After two sips, I stop him so it's not too much, and I watch him wince.
"You could've died," I whisper, trying to hide my tears by tilting my head back, but I know he's already noticed them.
His hand searches for mine, and I watch, mesmerized, as our fingers intertwine.
"You're not getting rid of me that easily, Roxanne."
"Maybe I don't want to get rid of you," I murmur self-consciously.
Heavy silence settles between us as I fidget with my fingers anxiously.
"I know, baby. Come here."
I settle gently beside him, but Damien pulls me closer until my head rests on his shoulder, drawing a pained groan from him.
"I'm hurting you, Damien. Let me stay like before."
"When are you going to understand that I'd rather be hurt and in pain than not feel you next to me, stubborn woman?" His voice is slightly strained.
I lift my gaze to him and see his eyes are closed. With a deep sigh, I force my thoughts to quiet until I slip into darkness.
Chapter 32
Damien
20 Years Ago
Every mistake gets punished. Every order left unfulfilled has consequences.
Those are the first sentences I learned to speak, but I'm never ready for them.
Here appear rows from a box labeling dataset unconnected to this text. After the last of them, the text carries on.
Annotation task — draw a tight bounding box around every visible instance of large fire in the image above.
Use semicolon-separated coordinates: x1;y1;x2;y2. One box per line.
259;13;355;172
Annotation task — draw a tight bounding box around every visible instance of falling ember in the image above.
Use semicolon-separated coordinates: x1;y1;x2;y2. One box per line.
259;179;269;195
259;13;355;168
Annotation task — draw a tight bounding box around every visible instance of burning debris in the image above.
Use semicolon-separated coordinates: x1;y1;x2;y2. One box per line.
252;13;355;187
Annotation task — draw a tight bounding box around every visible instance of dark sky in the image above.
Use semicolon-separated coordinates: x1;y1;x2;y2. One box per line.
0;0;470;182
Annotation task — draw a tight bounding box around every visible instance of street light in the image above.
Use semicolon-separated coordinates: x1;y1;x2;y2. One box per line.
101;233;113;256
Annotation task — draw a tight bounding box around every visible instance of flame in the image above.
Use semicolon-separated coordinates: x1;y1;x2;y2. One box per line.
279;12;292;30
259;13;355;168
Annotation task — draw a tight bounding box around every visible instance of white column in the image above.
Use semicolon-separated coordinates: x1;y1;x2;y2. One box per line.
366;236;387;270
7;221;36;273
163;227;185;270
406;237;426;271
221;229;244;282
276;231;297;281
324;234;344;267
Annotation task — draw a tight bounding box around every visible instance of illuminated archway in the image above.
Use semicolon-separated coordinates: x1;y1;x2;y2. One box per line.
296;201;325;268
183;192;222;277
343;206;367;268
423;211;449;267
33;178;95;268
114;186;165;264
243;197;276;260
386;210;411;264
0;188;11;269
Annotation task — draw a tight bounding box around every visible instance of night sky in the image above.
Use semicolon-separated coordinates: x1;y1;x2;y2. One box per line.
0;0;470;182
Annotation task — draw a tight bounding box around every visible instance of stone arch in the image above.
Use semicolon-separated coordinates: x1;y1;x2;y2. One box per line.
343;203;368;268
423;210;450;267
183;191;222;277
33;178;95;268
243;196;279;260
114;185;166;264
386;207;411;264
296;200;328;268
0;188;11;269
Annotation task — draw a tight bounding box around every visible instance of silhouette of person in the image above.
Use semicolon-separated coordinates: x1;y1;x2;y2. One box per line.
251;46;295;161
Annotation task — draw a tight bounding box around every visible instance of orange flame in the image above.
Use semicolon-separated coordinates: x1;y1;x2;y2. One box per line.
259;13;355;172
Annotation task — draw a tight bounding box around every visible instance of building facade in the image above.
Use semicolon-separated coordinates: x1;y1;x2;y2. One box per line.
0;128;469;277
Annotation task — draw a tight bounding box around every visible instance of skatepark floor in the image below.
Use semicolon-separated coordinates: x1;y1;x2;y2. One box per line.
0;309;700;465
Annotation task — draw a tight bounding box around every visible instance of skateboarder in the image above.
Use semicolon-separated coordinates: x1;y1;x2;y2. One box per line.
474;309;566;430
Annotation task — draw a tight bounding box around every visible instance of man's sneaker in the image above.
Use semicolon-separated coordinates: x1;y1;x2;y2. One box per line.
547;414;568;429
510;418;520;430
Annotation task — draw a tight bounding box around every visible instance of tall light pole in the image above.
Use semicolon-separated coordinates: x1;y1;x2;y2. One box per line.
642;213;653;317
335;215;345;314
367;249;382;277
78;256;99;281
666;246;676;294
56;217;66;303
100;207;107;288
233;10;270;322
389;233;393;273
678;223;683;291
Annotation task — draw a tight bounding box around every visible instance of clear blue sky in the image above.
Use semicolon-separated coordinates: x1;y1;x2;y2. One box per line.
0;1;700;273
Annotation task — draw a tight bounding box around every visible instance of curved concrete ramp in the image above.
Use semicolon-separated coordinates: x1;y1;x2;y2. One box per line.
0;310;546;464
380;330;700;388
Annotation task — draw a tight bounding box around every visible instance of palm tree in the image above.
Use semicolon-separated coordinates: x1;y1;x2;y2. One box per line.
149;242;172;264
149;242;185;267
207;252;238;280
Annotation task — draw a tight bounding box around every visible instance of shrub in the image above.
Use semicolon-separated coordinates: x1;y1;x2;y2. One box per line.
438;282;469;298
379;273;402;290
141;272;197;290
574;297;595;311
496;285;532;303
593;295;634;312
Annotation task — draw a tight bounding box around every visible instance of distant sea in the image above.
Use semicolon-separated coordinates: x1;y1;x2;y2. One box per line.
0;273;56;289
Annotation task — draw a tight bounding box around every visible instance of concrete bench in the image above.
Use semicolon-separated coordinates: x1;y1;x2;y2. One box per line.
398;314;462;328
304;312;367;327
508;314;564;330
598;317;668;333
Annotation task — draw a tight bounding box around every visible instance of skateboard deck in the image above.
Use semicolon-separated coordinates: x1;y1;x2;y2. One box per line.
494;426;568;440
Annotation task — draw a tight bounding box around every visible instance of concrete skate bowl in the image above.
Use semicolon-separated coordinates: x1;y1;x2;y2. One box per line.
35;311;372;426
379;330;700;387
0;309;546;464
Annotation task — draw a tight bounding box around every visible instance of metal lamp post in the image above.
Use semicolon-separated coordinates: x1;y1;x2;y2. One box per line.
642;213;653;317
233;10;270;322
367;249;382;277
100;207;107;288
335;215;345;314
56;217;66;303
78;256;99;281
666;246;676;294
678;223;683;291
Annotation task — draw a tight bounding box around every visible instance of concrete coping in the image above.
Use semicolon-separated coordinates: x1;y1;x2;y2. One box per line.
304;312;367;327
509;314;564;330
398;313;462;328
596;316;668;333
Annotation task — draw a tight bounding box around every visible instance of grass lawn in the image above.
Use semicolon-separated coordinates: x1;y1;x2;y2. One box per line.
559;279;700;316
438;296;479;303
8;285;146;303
Yesterday, I broke a command from Marzena—I stopped calling her Mother a long time ago. When I watched her drag Berna to another man, my sister barely more than a ghost, passed around to someone new every month, the urge to take a knife and slit her throat nearly overwhelmed me. Except if I disappear, my sister and nephew end up in someone else's hands. Someone who might be even worse than my dear mother.
Can it get worse?I don't know.
"How hard was it to cut his carotid?" the woman in question asks.
I don't answer. There's no point. I learned long ago that her questions don't need responses.
While I sit motionless in the chair inside the cabin next to the house—the same place where so many have met their end—I feel a strange calm settle over me. It's going to hurt. It'll pass. I'll still be breathing tomorrow.
She wouldn't dare kill her own assassin.
Because no matter how many other soldiers she tries to train in these "arts," it seems I inherited her talent for blood and sharp blades.
Except I come with the added advantage of a physique that works in my favor.
"You know better than anyone that a shallow cut can result in a failed mission. And that's exactly what happened."
I was supposed to kill a twelve-year-old kid because his father didn't deliver a file on time. What did that boy do wrong if his father couldn't make the delivery? Nothing. And even though I could call myself a kid too, at fourteen, I knew when I saw his terrified eyes that I'd never known what childhood meant.
I've never known fear because I've breathed it since I learned to walk. I haven't run from pain because I understand that as long as it hurts, it means you're still alive. And that's all that matters, staying alive. For Berna. For Cas.
A friend of my father's promised he'd help us. He didn't give me a timeline, no other details. Just explained that at the right moment, when I'm ready to take power, he'll help me.
Who would support a fourteen-year-old kid in the Council? No one. Especially not an unstable kid with a taste for skinning people alive.
What my mother taught me is an art, an art I learned to use to mask the storm in my mind.